Favourite walks around Bude

Crooklets in Bude to Northcott or Sandymouth along the sand and coastal path

One of our favourite walks around Bude is along the beach from Crooklets to Northcott Mouth or Sandymouth at low tide, coming back along the coastal path for the views. You need to time it right as the tide does come in quickly and cuts off parts of the beach. You can check tide times at magicseaweed.com.

This is a beautiful long stretch of sand with lots of rock pools and with the backdrop of the dramatic cliffs and the strange rock formations. This walk is popular with all the family and especially our dog, Toby.

Start the walk at Crooklets beach. in Bude. Parking is available at Crooklets or Rosie’s cafe or on the street from October to the end of May. Dogs are not allowed on Crooklets from Easter to the end of September. However, you can still do the walk. Just walk up above Crooklets, either taking the steps next to  the Bude SSLC hut behind Rosie’s or following the road up behind Rosie’s. Go through the gate onto the coastal path where you will see a path going down through the cliffs on your left. Follow this and scramble down the rocks onto the beach. Head right and you will find a way through the rocks down onto the sand.

Walk along the sands to Northcott Mouth. This is a dog friendly beach and there is a lifeguard service in the summer. You can climb up the beach here. It is a bit of a scramble over stones at the top. You will see a cottage up on the top of the cliffs to your right as you face inland. The coastal path back to Bude runs up past this cottage. This is a fairly easy stretch of the coastal path with no really steep climbs or steps. The views are spectacular and the flowers in Spring are beautiful.

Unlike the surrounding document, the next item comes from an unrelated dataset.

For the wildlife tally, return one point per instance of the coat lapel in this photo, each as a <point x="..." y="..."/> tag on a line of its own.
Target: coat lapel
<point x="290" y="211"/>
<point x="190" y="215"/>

If you feel like stopping for lunch or a cream tea Margaret’s Rustic Tea Gardens  at Northcott Mouth are highly recommended. The cream teas and cakes are delicious. Sandwiches and pasties are good too. All seating is outside in a pretty garden just along the track from the beach. Margaret’s is open from Easter to early October.

 

Alternatively carry on along the sand to Sandymouth, a beautiful National Trust beach. If the tide is low, just north of Northcott Mouth you will see bits of a shipwreck sticking up from the sands. This is the wreck of the SS Belem which ran ashore in 1917.

 

Pieces of the wreck of the SS Belem which ran aground in 1917

From Sandymouth walk up the path leading up from the beach. Pick up the coastal path on the right towards Bude. There is a cafe and toilet at Sandymouth (March-November, times vary), or stop off at Margaret’s at Northcott along the way.

 

On a good day the sea is very inviting…

The path from Sandymouth to Northcott is more difficult than the stretch to Bude. There is a steep but short climb from Sandymouth to the coastal path and a steep run of steps down to Northcott.

You can walk from Crooklets to Northcott and back in an hour if you are quick. Allow and hour and a half to two hours if you want to explore the beach or stop off for lunch. Allow two hours to walk from Crooklets to Sandymouth and back.